Rachmaninoff COncerto No.2 In C Minor, Op. 18 (Moderato)
Seung-Un Ha
by arrangement
with Matthew Sprizzo
Aptly described
as a rare combination of silk and sinew, Korean-American pianist
SEUNG-UN HA is equally praised for the uncommon grace, crystalline tone
and singing legato she brings to Mozart, and the power and passion she
brings to Rachmaninoff and Tchaikovsky. Her international career
includes engagements with the Milwaukee, Pittsburgh, Quebec, San Diego,
Baltimore, Utah, Phoenix, Pasadena and Pacific Symphonies and Tulsa
Philharmonic; Florida Orchestra; Germany's Bremen Philharmonic,
France's Orchestre Symphonique Français, Scotland's Royal
Scottish National Orchestra, Mexico's Orquesta Sinfonica de Mineria and
Mexico City Philharmonic; Buenos Aires' Orquesta de Camara Mayo and the
National Symphony of Taiwan.
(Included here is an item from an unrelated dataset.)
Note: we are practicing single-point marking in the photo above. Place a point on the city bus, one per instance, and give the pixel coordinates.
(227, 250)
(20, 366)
Festival invitations include New York's
Chautauqua (Rachmaninoff #3 under Paul Nadler), "Mostly Mozart," San
Francisco's "Midsummer Mozart," Ravinia and Aspen. She made her
Hollywood Bowl and Los Angeles Philharmonic debuts, performing
Beethoven’s Third Piano Concerto, Lawrence Foster conducting., and her
Los Angeles Chamber Orchestra debut, Music Director Jeffrey Kahane
conducting. Other conductors with whom Ms. Ha has collaborated include
Zdenek Macal, Leonard Slatkin, Joseph Silverstein, Maximiano Valdes and
George Cleve. She has also offered acclaimed recitals in Washington,
D.C., San Francisco, Philadelphia and Detroit. Her 2010-11 season
includes a debut with the Louisville Orchestra in Chopin's First Piano
Concerto.Ms. Ha began her piano studies at age three in her native Korea, giving her first public recital two years later. At seven she placed First in Seoul’s National Youth Piano Competition; at ten she and her family came to the United States, settling in Southern California. Her U.S. orchestral debut was at age thirteen with the Santa Barbara Symphony; her auspicious New York orchestral debut was in Lincoln Center’s Avery Fisher Hall, Leonard Slatkin conducting the Juilliard Orchestra. Following studies with Reginald Stewart at the Music Academy of the West in Santa Barbara, she graduated from the Peabody Conservatory and The Juilliard School. Her teachers include Leon Fleisher, Martin Canin and John Perry.